Warta Jemaat GKI Gading Serpong, Minggu, 12 November 2023
Bacaan Alkitab: Amos 5:18-24; Mazmur 70; 1 Tesalonika 4:13-18; Matius 25:1-13
Apakah pernah mempunyai pengalaman menjadi seorang pengapit pengantin seorang yang begitu special dalam hidup kita? Karena kita begitu mengasihinya maka kita akan melakukannya dengan sebaik-baiknya. Bukan karena keterpaksaan, ancaman, juga bukan harapkan hadiah daripadanya. Tetapi karena sangat mengasihinya. Dalam Alkitab ada istilah עֹמֵד - 'OMED, dalam artian "STAY READY" dan "GET READY" untuk melakukan aksi-nyata tindakan kasih (relasi yang begitu kuat). Sesungguhnya demikianlah dedikasi yang benar kepada Tuhan. Bukan sekedar kasih sayang mendalam kepada pribadi Allah, melainkan lebih merupakan penghayatan akan kesetiaan.
Pada bacaan Injil kita hari ini sesungguhnya persiapan yang dimaksud bukan sekedar hal – hal praktis apa saja. Melainkan tentang gaya hidup. Mendadani “tampilan dalam” dengan cara membuka hatinya untuk belajar dari pengalamannya, dari alam sekitarnya, dan dari hukum-hukum Tuhan. Tentang gaya hidup: hidup dalam kekudusan pernikahan, menguasai hawa nafsu, memperlakukan saudara dengan baik, dan membangun hubungan yang baik dengan sesama.

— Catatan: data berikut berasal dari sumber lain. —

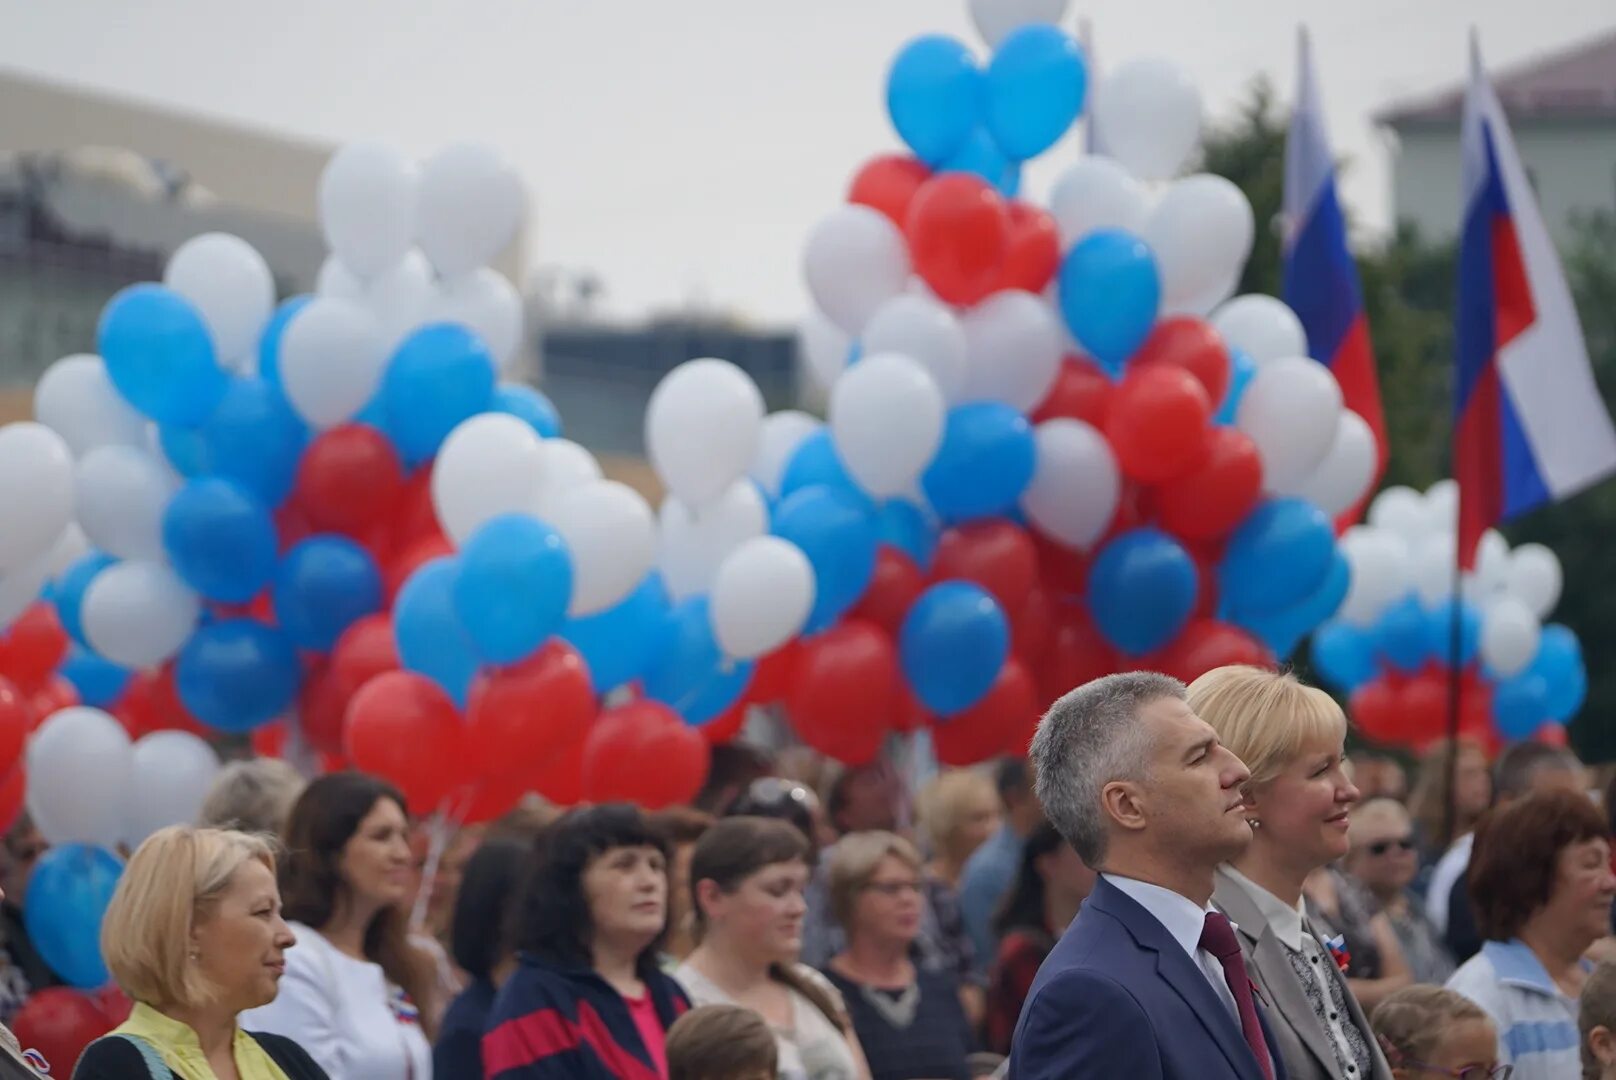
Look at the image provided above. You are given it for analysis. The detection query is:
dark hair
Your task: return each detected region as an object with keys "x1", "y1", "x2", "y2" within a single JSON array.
[
  {"x1": 279, "y1": 773, "x2": 436, "y2": 1033},
  {"x1": 451, "y1": 836, "x2": 530, "y2": 982},
  {"x1": 995, "y1": 757, "x2": 1030, "y2": 801},
  {"x1": 1495, "y1": 742, "x2": 1583, "y2": 801},
  {"x1": 993, "y1": 822, "x2": 1067, "y2": 938},
  {"x1": 727, "y1": 778, "x2": 819, "y2": 859},
  {"x1": 693, "y1": 745, "x2": 775, "y2": 814},
  {"x1": 1469, "y1": 788, "x2": 1609, "y2": 942},
  {"x1": 508, "y1": 804, "x2": 669, "y2": 976},
  {"x1": 667, "y1": 1004, "x2": 778, "y2": 1080},
  {"x1": 649, "y1": 807, "x2": 716, "y2": 848}
]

Perumpamaan ini menyajikan gaya hidup gadis yang bodoh dan bijaksana. Menjadi aib besar bagi seorang gadis yang memasuki umur dewasa bila tidak sempat ikut meramaikan pesta pernikahan sebagai pengiring pengantin. Gadis yang bodoh teledor. Tidak membawa cukup bekal, sehingga kehilangan kesempatan berharga ikut mempelai untuk menjemput pengantinnya. Sebaliknya gadis yang bijaksana begitu teliti, berpikir jauh ke depan dan berjuang dengan gigih untuk tanggung jawab yang diembannya.
Kedatangan calon mempelai pria atau yang dimaksudkan di sini adalah ketika Tuhan datang kembali tidak bisa diduga. Dalam perumpamaan disampaikan betapa Kedatangan pengantin laki-laki tidak dapat diprediksi. Dapat tertunda atau lebih cepat disebabkan oleh tawar menawar tentang mas kawin yang belum selesai. Sementara itu gadis-gadis pengiring pengantin menunggu, mereka mengantuk, dan tertidur. Baik gadis-gadis yang bodoh maupun yang bijaksana. Kesepuluh gadis yang menunggu ada lelah, ringkih dan terbatasnya. Demikianlah kenyataan mengenai kedatangan Tuhan. Sudahkah kita memperhatikan segala kekuarangan kita? Dan mengatasinya dengan serius?
Kita diundang untuk konstan (bertahan). Konstan: tanpa persediaan minyak, obor mereka akan segera padam bahkan sebelum prosesi dimulai. Itu artinya bagaimana asupan spiritualitas harian kita? Refleksi spiritual harian kita seperti apa? Apakah konstan? Konstan: melibatkan diri secara penuh ke dalam situasi dan mengikuti kehendak Tuhan dengan sepenuh hati.